Epiphanytide starts - Rector's Rambling for January 8, 2023
This past week we celebrated the Feast of the Epiphany. Some years the 6th of January falls on a Sunday so that we get to celebrate it at our regular Sunday worship. We celebrated it with a 12:15 Mass on Friday, and as one can expect, it was a slightly smaller gathering of people then if it were on a Sunday!
Every year when we do our children’s Christmas Pageant inevitably someone asks, “where are the wise men?”. At the Christmas Pageant the children are dressed as angels, shepherds, Mary and Joseph, and that is plenty of story to tell!
But the wise men are a part of another story. At Christmas the shepherds coming to see the child Jesus represent for us the people of God’s original covenant, the Hebrews. They come and adore him on bended knee and worship him as Lord and King.
The Prayer Book calls this feast not only The Epiphany, but also “the Manifestation of Christ to the Gentiles”. Thirteen days after Christmas the wise men (Magi) arrive, representing the various nations outside that original covenant. They represent us (well, at least most of us) who are gentiles (not Jews). The star they follow is a sign of the birth of this new king, one that will be King of all.
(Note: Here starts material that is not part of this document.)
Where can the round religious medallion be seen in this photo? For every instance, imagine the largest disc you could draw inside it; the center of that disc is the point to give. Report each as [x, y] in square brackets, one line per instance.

Today’s lessons have us jump ahead a dozen years, to the finding of Jesus in the Temple. As a fellow seminarian once called it in a chapel sermon “the original Home Alone” episode. Jesus, growing toward adulthood, goes with his family to the Temple – the central location of Jewish worship, sacrifice, and devotion, and stays behind to be with his Father (heavenly father). However, being a good Jew who honors his mother and father, he returns to Nazareth to grow in stature until the time that he is made manifest publicly at age 30.
And in the coming weeks we will be looking at ways in which Jesus is made manifest as the Son of God. For three Sundays we will be in the green vestments for this season. In February it is back into the purple for the pre-Lenten season, known as the gesima Sundays.